Yo hace un tiempo que no hago magia. A nadie. Ni a mi novia. Y puede que en parte sea por miedo escénico ,nervios o algo parecido y no sea consciente de ello, pero creo que no. Simplemente NO me apetece. Y no se porqué. Supongo que es porque la gente a la que puedo hacer magia, son amigos y conocidos. ¿Poco repertorio y mismo público? No se... 

Las pocas veces que se me ha brindado la oportunidad de hacer magia a desconocidos todo ha salido bien, nervios los justos,todo bien.

Y no me parece que sea tan grave. la magia está hecha para hacerla...si. Pero yo disfruto, y mucho ,ensayando en mi casa, cara el espejo o cara la cámara. Me gusta hacer magia "para mi" (llamadme raro).Y me gusta leer y estudiar magia, y hablar de ella aunque solo sea a través del foro.

Soy consciente que si quiero crecer como mago esto se debería de solucionar. Que hay que cojer esa soltura y saber manejar al público, y por mucha teoría que estudie, eso se consigue con la práctica. ¿pero tengo prisa? NO. Mi idea es, dentro de unos años,cuando las circunstancias personales me lo permitan, acercarme a la asociación de magos más cercana y empezar "un nuevo ciclo".

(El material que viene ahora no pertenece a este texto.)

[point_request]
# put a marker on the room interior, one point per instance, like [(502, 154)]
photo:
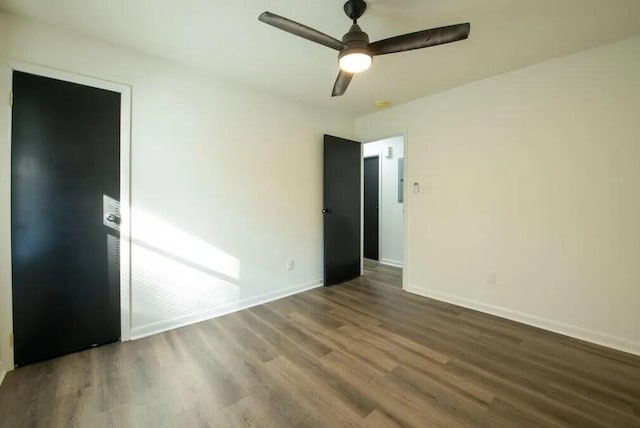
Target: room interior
[(523, 142)]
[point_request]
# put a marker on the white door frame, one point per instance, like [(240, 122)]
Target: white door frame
[(125, 180)]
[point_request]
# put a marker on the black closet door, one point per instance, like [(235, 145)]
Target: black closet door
[(342, 182), (65, 159)]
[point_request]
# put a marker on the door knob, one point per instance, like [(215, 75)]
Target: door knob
[(113, 218)]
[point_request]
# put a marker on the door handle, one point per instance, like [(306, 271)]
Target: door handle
[(113, 218)]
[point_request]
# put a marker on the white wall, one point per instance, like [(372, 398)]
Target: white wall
[(391, 240), (226, 182), (534, 175)]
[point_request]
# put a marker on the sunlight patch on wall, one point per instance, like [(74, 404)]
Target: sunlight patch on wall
[(175, 274)]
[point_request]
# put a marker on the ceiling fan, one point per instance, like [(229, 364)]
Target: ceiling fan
[(356, 53)]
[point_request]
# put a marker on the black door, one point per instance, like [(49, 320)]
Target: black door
[(371, 186), (342, 180), (65, 156)]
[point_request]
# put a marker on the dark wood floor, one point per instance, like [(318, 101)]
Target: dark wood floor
[(363, 353)]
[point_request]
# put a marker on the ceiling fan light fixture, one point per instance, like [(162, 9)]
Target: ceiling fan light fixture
[(355, 60)]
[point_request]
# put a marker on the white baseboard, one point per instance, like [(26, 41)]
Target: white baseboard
[(192, 318), (391, 262), (596, 337)]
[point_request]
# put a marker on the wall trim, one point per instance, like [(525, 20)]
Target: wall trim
[(391, 262), (188, 319), (587, 335)]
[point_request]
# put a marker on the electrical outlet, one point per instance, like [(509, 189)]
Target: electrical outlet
[(492, 279)]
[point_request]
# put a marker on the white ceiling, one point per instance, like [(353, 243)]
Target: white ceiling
[(226, 38)]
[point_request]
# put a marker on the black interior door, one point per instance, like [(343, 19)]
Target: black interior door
[(371, 191), (65, 156), (342, 180)]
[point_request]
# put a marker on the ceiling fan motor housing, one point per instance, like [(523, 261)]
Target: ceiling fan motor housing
[(356, 40), (355, 9)]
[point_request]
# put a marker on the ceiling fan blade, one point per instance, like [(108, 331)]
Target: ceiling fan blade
[(421, 39), (301, 30), (342, 83)]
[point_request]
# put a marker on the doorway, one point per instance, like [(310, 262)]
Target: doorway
[(371, 207), (383, 212), (69, 206)]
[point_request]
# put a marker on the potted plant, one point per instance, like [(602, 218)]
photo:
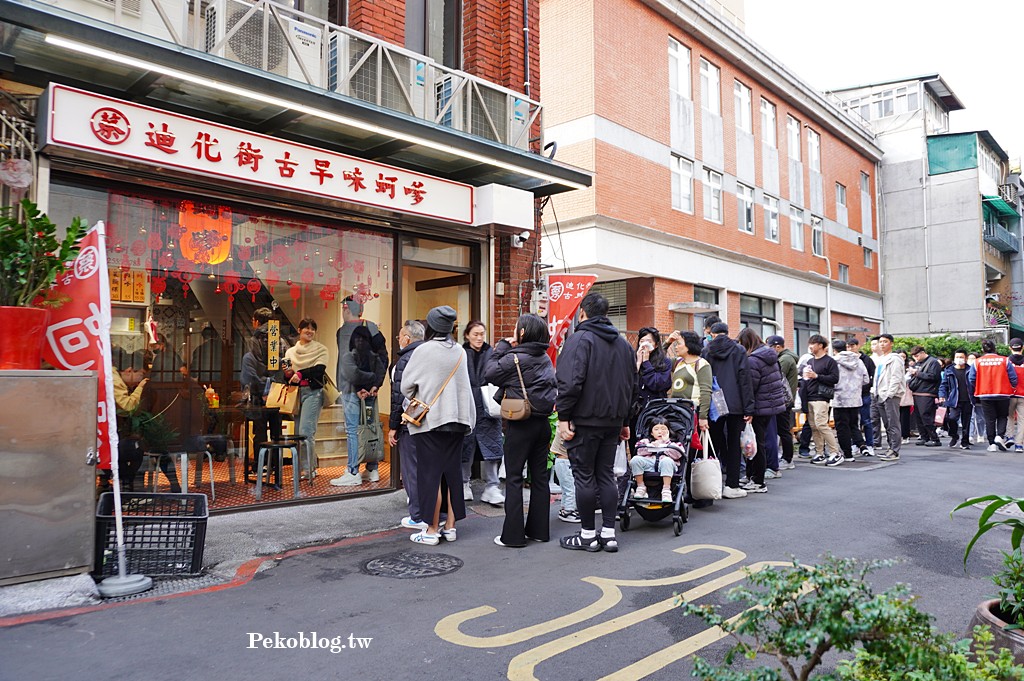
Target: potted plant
[(32, 256), (1006, 612)]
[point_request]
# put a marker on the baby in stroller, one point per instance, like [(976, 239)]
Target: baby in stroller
[(658, 454)]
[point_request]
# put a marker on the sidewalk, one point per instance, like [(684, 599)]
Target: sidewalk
[(231, 540)]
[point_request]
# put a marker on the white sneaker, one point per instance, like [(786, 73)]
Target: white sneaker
[(493, 496), (347, 480), (733, 493)]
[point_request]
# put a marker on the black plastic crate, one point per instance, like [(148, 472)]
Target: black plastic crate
[(165, 534)]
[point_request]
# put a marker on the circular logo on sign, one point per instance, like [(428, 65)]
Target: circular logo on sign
[(110, 125), (87, 262)]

Lo que tengo claro es que si no me apetece hacer magia, no voy a hacerla. Y es lo que me pasa, aunque no se exactamente porqué.

----------


## Iban

:-)

Qué razón tiene Némesis, y qué poco nos importa, ¿verdad, Tomás? Hay muchos "puestos" en la batalla de la magia que cubrir, y no todos vamos a ser generales... Algunos ni siquiera queremos aspirar a ello, y nos conformamos con ser topógrafos, o mensajeros. Ahora bien, todo aquel que quiera "brillar", debe de prepararse para ser general, aunque luego sólo llegue a capitán (ahí estoy con Némesis).

----------


## Ming

> Jugueteando con la baraja. Alguien se me queda mirando, veo que duda, y yo pienso "por Dios, que no me pida un juego". Porque... ¿qué tengo que pueda ser suficientemente bueno? Todavía nada...
> 
> ¿Solución? Que me dejéis en paz, caray, que ya tendré tiempo...



...






> ¿pero tengo prisa? NO.



 :Smile1: 


¿A nadie le pasa lo que me pasa a mi?  :07: 
Creo haber empezado por el tejado... 
La gente suele empezar haciendo trucos, ok... puede que alguno hiciese, no sé, no lo recuerdo. Luego se pasa a hacer juegos... ok... aquí ya me perdí  :O10:  Yo después de aprender un par de "trucos" y dejarlos de hacer me puse a hacer mis propios... "trucos", eran todos una gran tontería, pero eran míos, sabía hasta donde podía llegar con ellos y lo que no podía hacer. Los acabé abandonando para coger los libros y "aprender como toca". Ahora bien, no me siento a gusto con ningún juego que haya aprendido, claro los disfrazas, les das mil vueltas, los desmontas, los limpias y los montas siguiendo otro orden o yo que sé... pero... no sé...
Es un problema :(

----------


## eidanyoson

Lo siento. Tendréis toda la razón del mundo, pero hay lago que jamás de los jamases entenderéis si no os pasa: hay gente que tenemos miedo a los espacios con mucha gente pendiente de nosotros. Se llama miedo escénico y es miedo real.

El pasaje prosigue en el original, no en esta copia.